最後にオデっちが太った体を部屋の隅の角にねじ込み、これまた吸い込まれて消え去った。
「……は?」
目の前で平然と起きた異常事態に目を疑う。
三匹が消えた部屋の隅を触るが、固い床と壁があるのみ。
三匹が隠れたり通ったりできる隙間は存在しない。
オコジョたちは詠唱をしていなかった。
魔道具も身に着けていなかった。
それなのに、魔法のように消えた。
ヒヨリを見ると、ヒヨリもポカンとしている。
そうだよな? おかしいよな? なんかしれーっと消えていったけど。
「あいつら何をしたんだ……?」
「ミミミ、消えちゃった!」
「二人に分からんなら俺にも分からん。狐に化かされた気分だ。いやオコジョだけど」
しばらく呆気に取られていた俺達だったが、別に待っていて三匹が戻って来るわけでもないので、首を捻りながら連れ立って貴賓室に戻った。

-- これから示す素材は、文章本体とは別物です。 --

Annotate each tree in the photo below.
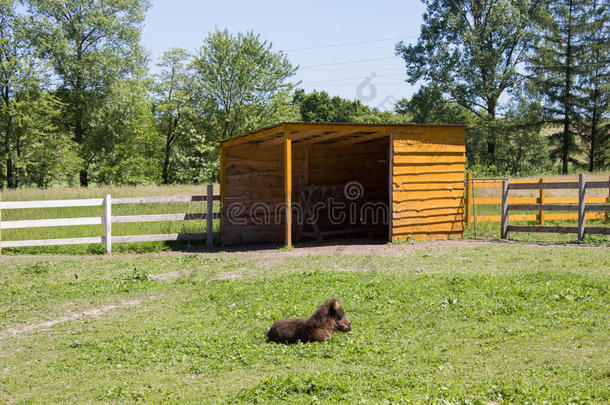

妙な魔法を使うオコジョたちだった。生意気なガキどもだが、厳重警備の大富豪専用オークションに忍び込むだけの特殊能力はちゃんと持っていたらしい。油断ならねぇな。
まあ、いい。後で奴らよりずっと昔からオコジョをやっている大日向教授に聞けばなんか分かるだろうし。たぶん。
なにはともあれ今はオークションだ。思いがけずけっこう長い離席になってしまったが、金科玉杖の競りには充分間に合う。
怪盗オコジョ団に狙われた0933最新杖、金科玉杖に一体どれほどの値段がついてしまうのか? 貴賓室から高みの見物をさせてもらおう。